Jerusalem--Israel's foreign minister said Tuesday that a US-born Israeli arrested in Egypt on espionage charges is not a spy, offering the first official Israeli comment on the case.
Ilan Grapel, who served in the Israeli army as a paratrooper, "has no connection to any intelligence agency, not in Israel, not in the US and not on Mars," Avigdor Lieberman told Army Radio.
The foreign minister said Grapel's arrest was a "mistake, or bizarre behavior, on the part of the Egyptians" and said he hoped "this saga will end as soon as possible." Israel, he added, has sent clarifications to Egypt.
Grapel's family and friends say he is a law student in Atlanta with an avid interest in the Mideast — and not a Mossad agent out to sabotage Egypt's revolution, as Egyptian authorities claim.
Grapel, 27, was arrested Sunday at a hotel in Cairo, where he was working for a legal aid group.

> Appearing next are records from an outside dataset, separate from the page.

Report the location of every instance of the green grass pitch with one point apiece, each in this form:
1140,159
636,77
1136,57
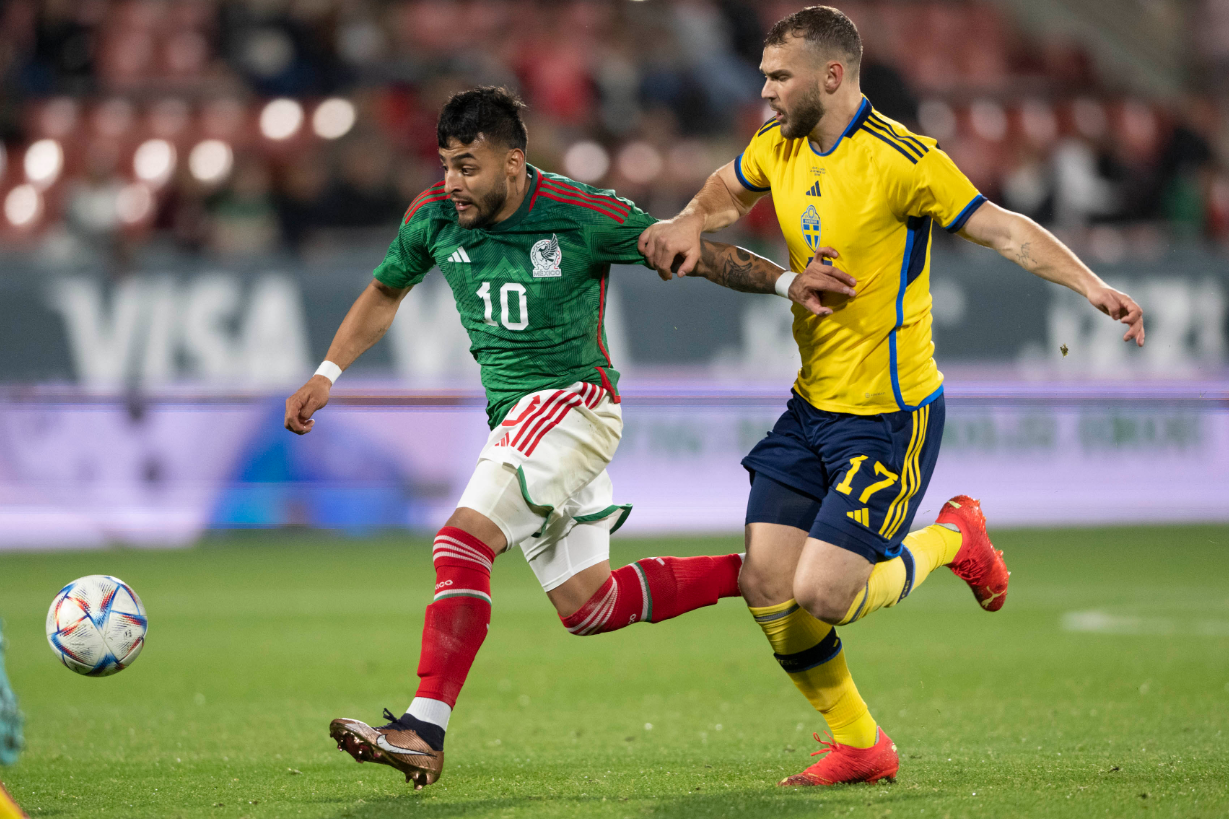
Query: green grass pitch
257,641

His mother and a fellow student said he arrived in Cairo in May. Egypt says he came in mid-January, just before the protests that toppled longtime autocratic leader Hosni Mubarak began, and accuses him of inciting sedition, spreading rumors, and kindling frictions between protesters and the military that now rules the country.
Grapel was US-born and raised, but his family has Israeli roots and he holds dual American-Israeli citizenship. Like most Israeli citizens, he performed compulsory military service. He was wounded in Israel's 2006 war against Hezbollah guerrillas in Lebanon.
Grapel appears to have been traveling under his real name and made no secret of his Israeli links. His connections to Israel, including his past military service, are easy to find on the Internet, making it questionable that he was an agent of Israel's spy service.
Grapel's arrest has set off new fears in Israel that relations with Egypt will sour now that Mubarak has been deposed.
Since Mubarak's ouster, Egypt's military rulers have often warned against unspecified "foreign" attempts to destabilize the country. Egypt, like other Arab states, has a long history of blaming internal problems on Israeli saboteurs.
Reflecting the Egyptian interest, Grapel's case remained on the front pages of most Cairo newspapers Tuesday. Articles were accompanied by photographs of Grapel, including images of him in Arab headdress in front of a pyramid; at the Cairo square that was the epicenter of the revolt that toppled Mubarak; and in an Israeli military uniform.
The semi-official Al-Ahram published a photograph of him in a hospital bed after he was wounded in the Lebanon war. The paper said he entered Egypt for a few days in February, then returned in May. Al Ahram also reported that he tried to enter Libya from Egypt to visit rebel-held areas in the east, but did not say whether he went there or not.